Rafa Nadal quiere retirarse en la pista al mejor nivel. Lleva cinco meses sin competir, y se fija otro plazo similar por delante antes de volver a jugar otra vez contra los mejores con las mínimas garantías. Su decisión de fijar el 2024 como el año de su despedida supone, en el fondo, un regalo para el deporte. Cada día que salte a una pista de tenis representará una fiesta, un acontecimiento para disfrutar sin pestañear. Y, admitámoslo, a punto de cumplir los 37 años, cualquiera puede ahora dudar del nivel al que volverá a empuñar una raqueta. No es nuevo ese razonable escepticismo. Así se escribe la historia de su vida. Golpe a golpe, imposible tras imposible. No solo sobre la pista, donde ha convertido en su seña de identidad las recuperaciones prodigiosas, los puntos inverosímiles, los efectos de dibujos animados... Sino que cada lesión, cada inactividad, parecía condenarle otra vez al declive. Nunca fue así. ¿Por qué no iba a reaparecer a final de año ofreciendo un último milagro?
Nadal, el de los imposibles, es fuego y es hielo, como ya lo fueron otros. Pero nunca antes en la historia del deporte un gigante había aunado de una manera la pasión en la pista, la sangre caliente para levantar partidos y conectar con espectadores solo vagamente identificados con el tenis, con el autocontrol para mantenerse centrado en medio de la peor de las tormentas.

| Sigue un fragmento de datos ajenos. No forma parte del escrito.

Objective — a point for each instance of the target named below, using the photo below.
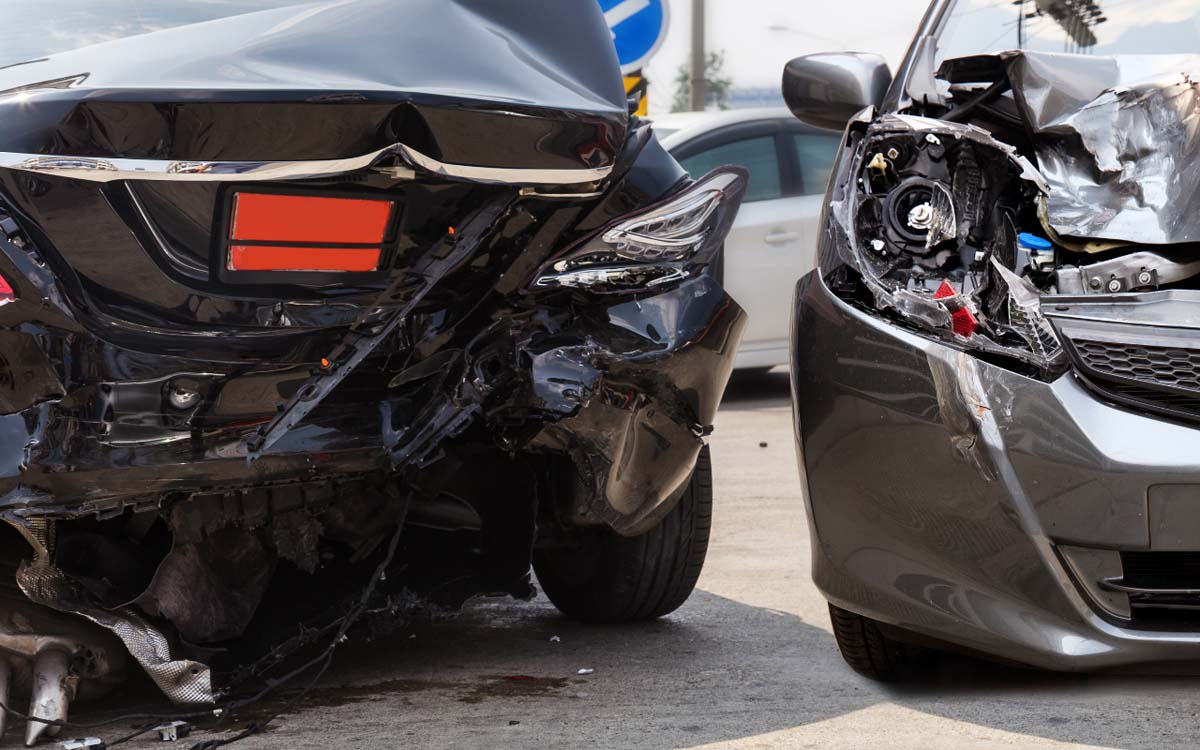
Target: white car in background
(773, 243)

Así que, admitámoslo: dejar de competir diez meses a caballo entre los 36 y los 37 años anima a pensar que a Nadal ya solo le quedará espacio para una despedida tan digna como emotiva en un paseo triunfal por las pistas de todo el mundo. Allí donde se presente, el público se rendirá a sus pies en un último baile que cualquiera desearía interminable. Pero volverá a hacerlo, volverá a sorprendernos, volverá a ganar, volverá a dar forma a lo imposible. Y si no gana más, casi nos dará igual. Y entonces nos quedará darle las gracias por el recuerdo de una proeza como no ha habido ninguna otra.